Hong Kong’s key advantages as an IFC remain solid. Our location at the heart of Asia and excellent connectivity are as important as ever, while our low and simple tax rate remains globally competitive. The city has a superb professional services ecosystem with world-class talent including lawyers, advisors and accountants. All of these are underpinned by the strong foundation of the rule of law, with the benefits of a common law system, independent judiciary, clean transparency index and trust in the core system.

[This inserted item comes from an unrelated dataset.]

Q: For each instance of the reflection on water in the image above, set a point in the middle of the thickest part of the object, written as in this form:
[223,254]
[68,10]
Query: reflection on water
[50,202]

In addition, our connections with the Chinese Mainland cannot be replicated by any other city. As the global trade and business landscape evolves, Hong Kong will continue to provide a crucial service as a bridge between the Mainland and the rest of the world. This will involve helping Chinese companies seeking growth in new markets including Southeast Asia, the Middle East and Central Asia, as well as international corporates keen to explore the emerging onshore opportunities.
Hong Kong also benefits from cross-border ties in terms of product innovation. The Greater Bay Area is at the forefront of innovation in financial products and fintech, and China has some of the most innovative payment methods in the world. To date, these have mostly been applied in a closed payment loop, but Hong Kong could be the channel to test a more regional reach. China is also moving forward in Central Bank Digital Currencies, with development of the E-CNY.
Looking ahead, Hong Kong should also look to develop its own product innovations related to areas where the city is already strong. In ESG, for example, Hong Kong is doing well in green finance. But we should also see where we can contribute to the real economy – in energy, recycling, real estate and transport – and ensure that the financial services sector is helping these industries to become sustainability leaders.
In terms of emerging sectors, the Hong Kong government is making significant efforts to promote the city as a virtual assets hub, including through stronger regulations such as the new Virtual Assets Trading Platform licencing regime. This approach has already attracted the attention of the industry globally, and a strong virtual assets capability will provide another string to the city’s bow as a broad-based financial hub.
Lifestyle and talent
Being a successful IFC is not just about the financial side, such as access to global corporates, innovative entrepreneurs and business leaders. It is also about being a world-class city in terms of lifestyle. Hong Kong offers a diverse and exciting range of leisure options for residents, from fine dining and street food to beaches and mountains. The city’s extensive transport infrastructure means that all of these are easily accessible within a short journey.
The government has also been developing the city’s cultural attractions, including the opening of the M+ gallery and Palace Museum as part of the West Kowloon Cultural District. These enhancements can have an impact beyond the tourism and culture sectors.
To be a successful financial centre, a city needs to be able to attract a wide range of global professionals, from the brightest new graduates to seasoned executives. Hong Kong must be able to compete with other locations in terms of culture, as well as schools, sports and community, to attract the best.
Hong Kong can offer all of these as part of our many attractions a global city. Right now, Hong Kong is enjoying an economic rebound driven by the border reopening and the end of Covid restrictions. This is perhaps a prime opportunity to spread the word and ensure that we can continue to attract the world-class talent needed to further strengthen our foundations as an IFC.